Star Staff Reports
MEMPHIS – The University of Memphis Public Safety Institute and the Memphis Shelby Crime Commission released preliminary figures from the Tennessee Bureau of Investigation (TBI) for the first half of 2019 (January-June) which show a significant drop in reported major property crime in Memphis and Shelby County, as well as a decline in domestic violence and overall crime as measured by 54 different categories.
Reported major violent crime remained fairly steady, with a very significant declines in reported robberies and rapes but offset somewhat by increases in reported aggravated assaults and murders.
The major property crime figure includes burglaries, motor vehicle thefts and other felony level thefts.
During the first half of the year, the major property crime rate dropped 7.5 percent in Memphis and 8.9 percent countywide compared to last year. Declines occurred in all three categories, including a significant decline in reported burglaries – down 13.8 percent in Memphis and 15.8 percent countywide.
An encouraging decline in reported domestic violence which began in 2018 continued, with a reduction of 7 percent in Memphis during the first half of 2019 and a 5.9 percent drop countywide.
The major violent crime figure includes murders, rapes, robberies and aggravated assaults. The rate of reported robberies declined significantly compared to the first half of last year – down 18.1 percent in Memphis and 17.4 percent countywide.
Reported rapes dropped as well, by 21.4 percent in Memphis and 23.1 percent in all of Shelby County.
These declines were offset somewhat by increases in reported aggravated assaults (up 8.2 percent in Memphis and 5.4 percent countywide), along with an increase in murders (up 14.5 percent in Memphis and 16.8 percent countywide).

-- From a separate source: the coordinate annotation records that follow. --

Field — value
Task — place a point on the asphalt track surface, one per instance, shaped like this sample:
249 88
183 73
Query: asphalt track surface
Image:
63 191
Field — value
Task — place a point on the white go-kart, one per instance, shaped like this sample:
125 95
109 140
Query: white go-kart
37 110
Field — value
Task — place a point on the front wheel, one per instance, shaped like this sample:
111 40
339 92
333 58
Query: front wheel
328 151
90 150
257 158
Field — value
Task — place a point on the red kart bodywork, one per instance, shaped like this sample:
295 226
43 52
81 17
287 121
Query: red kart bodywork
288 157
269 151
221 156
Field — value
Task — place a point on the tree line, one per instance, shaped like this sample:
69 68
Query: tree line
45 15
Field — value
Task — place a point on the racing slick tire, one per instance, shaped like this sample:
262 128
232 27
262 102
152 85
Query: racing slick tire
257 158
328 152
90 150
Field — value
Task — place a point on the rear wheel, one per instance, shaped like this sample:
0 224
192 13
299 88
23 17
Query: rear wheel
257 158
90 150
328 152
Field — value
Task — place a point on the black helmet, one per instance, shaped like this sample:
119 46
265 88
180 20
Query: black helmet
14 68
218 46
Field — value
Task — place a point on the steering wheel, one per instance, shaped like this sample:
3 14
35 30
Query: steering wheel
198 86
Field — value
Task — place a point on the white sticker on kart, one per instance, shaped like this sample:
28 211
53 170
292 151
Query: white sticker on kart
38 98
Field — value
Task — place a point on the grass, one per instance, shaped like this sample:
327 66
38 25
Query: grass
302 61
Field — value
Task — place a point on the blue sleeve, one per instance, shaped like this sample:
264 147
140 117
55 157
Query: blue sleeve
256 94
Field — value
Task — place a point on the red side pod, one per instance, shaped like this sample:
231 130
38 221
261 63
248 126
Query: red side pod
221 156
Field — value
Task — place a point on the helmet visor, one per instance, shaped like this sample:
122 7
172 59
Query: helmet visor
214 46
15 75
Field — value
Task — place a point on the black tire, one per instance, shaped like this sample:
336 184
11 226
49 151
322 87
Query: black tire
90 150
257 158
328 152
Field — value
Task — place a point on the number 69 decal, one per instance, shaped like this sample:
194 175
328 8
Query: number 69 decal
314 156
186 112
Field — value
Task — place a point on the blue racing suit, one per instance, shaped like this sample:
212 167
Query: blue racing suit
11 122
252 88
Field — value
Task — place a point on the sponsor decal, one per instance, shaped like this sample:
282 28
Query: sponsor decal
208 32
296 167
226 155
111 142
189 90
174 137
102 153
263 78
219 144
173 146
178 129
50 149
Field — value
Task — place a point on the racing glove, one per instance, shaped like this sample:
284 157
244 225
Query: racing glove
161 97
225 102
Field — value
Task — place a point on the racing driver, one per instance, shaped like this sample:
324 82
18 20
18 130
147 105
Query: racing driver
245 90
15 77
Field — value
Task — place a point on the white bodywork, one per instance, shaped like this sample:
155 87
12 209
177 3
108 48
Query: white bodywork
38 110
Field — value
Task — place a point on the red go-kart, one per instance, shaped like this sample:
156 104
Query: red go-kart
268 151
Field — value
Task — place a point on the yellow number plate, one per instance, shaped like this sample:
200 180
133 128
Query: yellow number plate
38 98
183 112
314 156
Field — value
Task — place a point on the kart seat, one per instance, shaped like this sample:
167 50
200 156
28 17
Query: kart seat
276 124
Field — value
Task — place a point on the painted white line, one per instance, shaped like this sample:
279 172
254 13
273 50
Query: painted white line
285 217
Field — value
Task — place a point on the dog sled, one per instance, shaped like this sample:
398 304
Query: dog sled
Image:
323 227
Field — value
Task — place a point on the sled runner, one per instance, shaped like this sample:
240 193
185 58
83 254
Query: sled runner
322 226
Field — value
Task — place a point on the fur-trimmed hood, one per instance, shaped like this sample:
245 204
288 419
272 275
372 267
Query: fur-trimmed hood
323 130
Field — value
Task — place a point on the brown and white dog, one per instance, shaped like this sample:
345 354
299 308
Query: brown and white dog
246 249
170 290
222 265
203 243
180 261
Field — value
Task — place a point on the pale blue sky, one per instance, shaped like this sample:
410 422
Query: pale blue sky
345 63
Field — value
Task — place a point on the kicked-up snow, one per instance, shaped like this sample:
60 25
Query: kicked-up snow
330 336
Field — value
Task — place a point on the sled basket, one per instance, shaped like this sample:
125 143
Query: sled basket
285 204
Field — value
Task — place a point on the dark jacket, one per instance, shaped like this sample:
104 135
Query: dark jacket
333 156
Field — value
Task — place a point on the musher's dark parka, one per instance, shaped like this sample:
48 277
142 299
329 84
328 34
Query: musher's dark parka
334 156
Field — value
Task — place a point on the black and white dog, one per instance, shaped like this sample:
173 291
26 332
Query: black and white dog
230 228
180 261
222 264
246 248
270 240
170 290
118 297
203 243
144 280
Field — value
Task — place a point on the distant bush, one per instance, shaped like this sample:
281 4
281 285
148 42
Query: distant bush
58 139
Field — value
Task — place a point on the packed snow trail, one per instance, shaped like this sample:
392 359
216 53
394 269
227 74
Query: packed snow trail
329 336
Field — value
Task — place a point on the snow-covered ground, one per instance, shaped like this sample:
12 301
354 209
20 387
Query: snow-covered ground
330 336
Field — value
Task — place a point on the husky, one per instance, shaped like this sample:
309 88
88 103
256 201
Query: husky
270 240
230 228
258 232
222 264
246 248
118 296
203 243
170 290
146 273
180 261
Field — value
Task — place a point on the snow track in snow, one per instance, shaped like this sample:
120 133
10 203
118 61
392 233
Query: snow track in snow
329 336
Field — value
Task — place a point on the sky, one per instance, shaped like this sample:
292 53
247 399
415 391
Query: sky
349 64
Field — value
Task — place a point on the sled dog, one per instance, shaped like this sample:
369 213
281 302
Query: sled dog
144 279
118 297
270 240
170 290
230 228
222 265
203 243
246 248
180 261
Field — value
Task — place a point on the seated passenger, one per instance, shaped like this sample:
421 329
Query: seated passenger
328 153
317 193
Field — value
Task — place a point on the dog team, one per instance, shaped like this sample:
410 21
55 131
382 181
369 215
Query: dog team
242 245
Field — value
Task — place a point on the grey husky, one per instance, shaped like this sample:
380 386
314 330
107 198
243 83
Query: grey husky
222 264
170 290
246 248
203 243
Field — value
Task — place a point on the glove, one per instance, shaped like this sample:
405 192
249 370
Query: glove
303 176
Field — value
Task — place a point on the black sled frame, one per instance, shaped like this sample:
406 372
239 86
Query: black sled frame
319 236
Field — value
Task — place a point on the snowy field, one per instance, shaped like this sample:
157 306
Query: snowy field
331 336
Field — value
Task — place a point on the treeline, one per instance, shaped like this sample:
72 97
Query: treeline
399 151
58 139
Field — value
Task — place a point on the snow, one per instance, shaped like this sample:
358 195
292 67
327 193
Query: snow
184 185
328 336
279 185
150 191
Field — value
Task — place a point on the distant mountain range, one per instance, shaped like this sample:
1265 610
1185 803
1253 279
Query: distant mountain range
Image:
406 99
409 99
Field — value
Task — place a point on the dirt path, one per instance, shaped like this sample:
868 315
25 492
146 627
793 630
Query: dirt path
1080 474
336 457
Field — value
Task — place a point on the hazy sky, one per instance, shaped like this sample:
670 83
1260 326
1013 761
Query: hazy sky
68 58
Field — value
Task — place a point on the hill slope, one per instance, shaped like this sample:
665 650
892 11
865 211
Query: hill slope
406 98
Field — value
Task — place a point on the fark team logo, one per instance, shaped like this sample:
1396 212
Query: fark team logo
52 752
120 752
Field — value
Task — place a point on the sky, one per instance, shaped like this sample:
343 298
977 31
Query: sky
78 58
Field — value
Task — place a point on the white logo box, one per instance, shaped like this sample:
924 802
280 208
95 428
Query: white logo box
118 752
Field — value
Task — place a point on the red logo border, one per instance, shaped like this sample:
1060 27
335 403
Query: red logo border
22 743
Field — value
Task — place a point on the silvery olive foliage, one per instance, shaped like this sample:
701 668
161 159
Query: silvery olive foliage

In total, the major violent crime rate increased 1 percent in Memphis but dropped 0.7 percent throughout Shelby County.
The overall crime rate is determined by using reported crimes in 54 different categories (called Group A crimes by the TBI). The overall crime rate dropped significantly in the first half of the year compared to last year – a decline of 6.6 percent in Memphis and 7.5 percent countywide.
“Less crime means fewer citizens victimized and fewer families impacted by crime,” said District Attorney Amy Weirich. “These numbers are overall encouraging. But there is still much work to do.
One of the great things about our five-year Safe Community plan is that everyone can participate in some way and contribute to a safer and stronger community. Just think what we could prevent if every neighborhood had an active in Neighborhood Watch group.”
About the Crime Statistics: In measuring overall crime rates and trends, the Memphis Shelby Crime Commission and the Public Safety Institute use data reported by local enforcement agencies to the Tennessee Incident Based Reporting System (TIBRS), which was developed and is maintained by the Tennessee Bureau of Investigation. An incident is defined in TIBRS as “one or more offenses committed by the same offender or group of offenders acting in concert, at the same time and place.” Reported major violent crime and domestic violence offenses, however, uniquely refer to a victim count versus an incident count. All rates are calculated based on per 100,000 population.
The Memphis Shelby Crime Commission (www.memphiscrime.org): Memphis Shelby Crime Commission is an independent, non-profit 501(c) (3) organization that “quarterbacks” the work of the Operation: Safe Community (OSC) plan and its partners.
It is funded through the generous contributions of many private sector donors. Ben Adams, CEO of Baker Donelson law firm, serves as chair of the board, and Bill Gibbons serves as president of the Commission.
Safe Community (www.operationsafecommunity.org): Launched in 2007, the Operation: Safe Community (OSC) action plan, spearheaded by the Memphis Shelby Crime Commission, is a community-based crime reduction initiative.
Implementation of the Operation: Safe Community action plan is chaired by Shelby County District Attorney General Amy Weirich.
About the Public Safety Institute (www.memphis.edu/psi/): The Public Safety Institute of the University of Memphis is an interdisciplinary part of the University community committed to identifying and advancing best practices in the field of public safety.
It is housed in the School of Urban Affairs and Public Policy. Bill Gibbons serves as executive director.